Prayer ignites brainstorming about outreach. This is critical to do in the group and with the group. Small group leaders can bring options, but more importantly, they should involve everyone in the process of determining how the group can expand its circle of influence together. Take time to share the benefits of outreach, answer questions, and give everyone a part to play in organizing for how to engage in missions together.

The Lord will show your group how it can make a difference near and far. You might begin by thinking through what constitutes Jerusalem (local-citywide), Judea (citywide-regional), Samaria (statewide-countrywide), and the ends of the earth (countrywide-worldwide) for your group (Acts 1:8). What does each sphere look like and what opportunities exist within each? Ask the group to come up with examples for each sphere. I have found excellent ideas from www.servantevangelism.com: Ideas to Change the World (see also www.kindness.com or www.serve-others.com).

There are a variety of ways your group can reach out together:

Invitational – invite your friends to your group and your larger church.

Event-based – Link your group outreach to your church events and serve together during the weekend services or for special outreach events.
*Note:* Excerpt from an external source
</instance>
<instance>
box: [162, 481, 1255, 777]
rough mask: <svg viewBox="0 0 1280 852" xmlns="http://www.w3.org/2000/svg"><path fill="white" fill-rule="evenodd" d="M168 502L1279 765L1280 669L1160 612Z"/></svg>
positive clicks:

Community service – Identify needs in your community that touch your group’s heart and serve together (e.g. community clean-up day, providing school supplies for underprivileged kids, food delivery, helping the homeless, etc.).

Focused Prayer – adopt a people group in prayer (www.adoptapeople.com).

Mission trips – Contact a member of your church’s pastoral leadership team and share that your group would like to go on a mission trip together. Learn about what your church is already doing and get a couple of recommendations on organizations that can help with planning it.

Growth is a good thing. People naturally think of it as being a positive. Yet the road we need to travel to get there oftentimes feels very unnatural and even negative. However, when we overcome this internal resistance to step outside the safe boundaries of our groups we discover new passion and purpose in our lives and our groups.

Taken from Small Group Dynamics ezine article: "Missional Small Groups," November, 2007, by Reid Smith.